An Irishman, a Samoan and a Korean walk into a church: three encounters and New Zealand’s struggle for its national identity
Introduction Paul Spoonley and Richard Bedford note that ‘New Zealand has a tradition of significantly transforming itself at particular historical moments’, including through recent changes to the project of building a modern, democratic and liberal society. Immigration, they add, has always been a key contributor to this change. They go on to identify three simultaneous and significant changes that occurred in the period from the 1960s to the 1980s.
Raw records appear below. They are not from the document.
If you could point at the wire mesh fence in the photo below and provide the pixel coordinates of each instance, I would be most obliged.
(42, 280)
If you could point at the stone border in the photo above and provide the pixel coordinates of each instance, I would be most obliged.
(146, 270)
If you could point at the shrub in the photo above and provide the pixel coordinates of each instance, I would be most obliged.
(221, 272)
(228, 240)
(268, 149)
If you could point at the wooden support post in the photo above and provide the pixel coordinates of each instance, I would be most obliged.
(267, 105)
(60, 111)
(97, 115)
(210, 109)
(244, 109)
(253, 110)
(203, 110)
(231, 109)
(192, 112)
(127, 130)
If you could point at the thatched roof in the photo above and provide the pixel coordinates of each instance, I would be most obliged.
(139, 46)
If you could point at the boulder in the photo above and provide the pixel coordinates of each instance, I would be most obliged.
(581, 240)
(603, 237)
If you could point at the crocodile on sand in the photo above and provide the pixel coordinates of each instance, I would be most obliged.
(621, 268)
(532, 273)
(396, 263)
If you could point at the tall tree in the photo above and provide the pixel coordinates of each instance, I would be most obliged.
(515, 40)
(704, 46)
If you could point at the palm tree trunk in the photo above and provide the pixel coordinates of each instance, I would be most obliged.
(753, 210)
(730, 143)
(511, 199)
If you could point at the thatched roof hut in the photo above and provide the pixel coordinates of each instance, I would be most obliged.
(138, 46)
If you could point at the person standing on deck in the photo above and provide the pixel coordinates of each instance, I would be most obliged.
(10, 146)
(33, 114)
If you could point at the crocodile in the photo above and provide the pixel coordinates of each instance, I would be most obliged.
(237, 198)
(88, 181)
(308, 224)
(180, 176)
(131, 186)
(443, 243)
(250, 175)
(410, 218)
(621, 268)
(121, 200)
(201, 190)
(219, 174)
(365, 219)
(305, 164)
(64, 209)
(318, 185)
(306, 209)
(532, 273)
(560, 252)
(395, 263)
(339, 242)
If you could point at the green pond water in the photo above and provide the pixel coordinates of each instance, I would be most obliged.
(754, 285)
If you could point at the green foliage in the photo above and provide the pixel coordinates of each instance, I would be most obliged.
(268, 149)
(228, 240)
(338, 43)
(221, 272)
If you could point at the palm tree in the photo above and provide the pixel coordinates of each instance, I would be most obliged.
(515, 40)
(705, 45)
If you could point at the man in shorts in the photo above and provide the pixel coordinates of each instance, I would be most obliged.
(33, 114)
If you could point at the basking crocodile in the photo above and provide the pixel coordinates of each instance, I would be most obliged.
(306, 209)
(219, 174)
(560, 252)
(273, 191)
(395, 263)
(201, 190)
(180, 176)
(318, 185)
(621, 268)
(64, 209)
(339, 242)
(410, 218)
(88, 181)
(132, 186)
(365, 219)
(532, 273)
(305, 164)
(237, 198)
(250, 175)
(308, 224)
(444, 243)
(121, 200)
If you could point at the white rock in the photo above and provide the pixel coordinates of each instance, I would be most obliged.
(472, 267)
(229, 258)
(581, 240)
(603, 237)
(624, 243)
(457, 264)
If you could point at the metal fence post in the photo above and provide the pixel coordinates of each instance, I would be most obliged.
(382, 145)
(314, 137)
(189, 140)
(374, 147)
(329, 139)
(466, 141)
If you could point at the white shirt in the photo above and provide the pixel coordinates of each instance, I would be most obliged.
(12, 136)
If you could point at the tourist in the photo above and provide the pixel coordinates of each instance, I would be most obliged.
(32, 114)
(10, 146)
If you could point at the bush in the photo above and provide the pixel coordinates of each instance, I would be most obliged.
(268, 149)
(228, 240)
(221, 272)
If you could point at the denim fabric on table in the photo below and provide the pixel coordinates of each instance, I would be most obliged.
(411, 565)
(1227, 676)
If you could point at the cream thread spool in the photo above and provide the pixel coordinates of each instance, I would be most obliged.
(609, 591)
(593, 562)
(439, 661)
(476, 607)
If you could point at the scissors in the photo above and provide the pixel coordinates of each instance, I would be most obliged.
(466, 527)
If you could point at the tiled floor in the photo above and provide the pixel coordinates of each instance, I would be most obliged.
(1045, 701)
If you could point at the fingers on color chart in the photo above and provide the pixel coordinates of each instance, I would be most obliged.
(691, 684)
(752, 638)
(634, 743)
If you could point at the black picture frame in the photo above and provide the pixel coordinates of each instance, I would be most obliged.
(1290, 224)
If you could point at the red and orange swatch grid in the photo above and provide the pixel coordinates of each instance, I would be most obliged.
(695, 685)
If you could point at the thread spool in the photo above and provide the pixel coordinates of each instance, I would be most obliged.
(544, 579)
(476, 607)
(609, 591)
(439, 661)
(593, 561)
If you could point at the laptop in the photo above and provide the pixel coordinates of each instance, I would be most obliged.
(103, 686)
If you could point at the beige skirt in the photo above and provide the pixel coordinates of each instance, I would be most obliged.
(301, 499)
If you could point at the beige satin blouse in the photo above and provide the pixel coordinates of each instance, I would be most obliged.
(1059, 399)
First, Māori were given more consideration as tangata whenua (the indigenous population; literally, ‘the people of the land’); second, Pacific peoples engaged in large-scale post-war labour immigration; and third, the ‘white’ New Zealand immigration policy was abandoned for a skillsbased, and therefore more culturally diverse, policy in the mid-1980s. 1
This chapter builds on the notion that immigration is a major contributor to New Zealand’s nation-building project, in particular through the resistance and adaptation of three migrant groups (the Irish, Samoans and Koreans) in relationship to the church, a social institution that over time went from being influential and formative to being diminished but more diverse. However, to draw again on Spoonley and Bedford, we also note that ‘the nation has been narrowly defined in both who has been approved as an immigrant and therefore who can be considered an appropriate member of the country that came to be called New Zealand by its early European colonists’. 2 Even among the narrow range of immigrants that made up New Zealand until well into the twentieth century, and certainly when a greater diversity of immigrants arrived thereafter, there were strong social and political attitudes about which type of immigrant was welcome and which was not.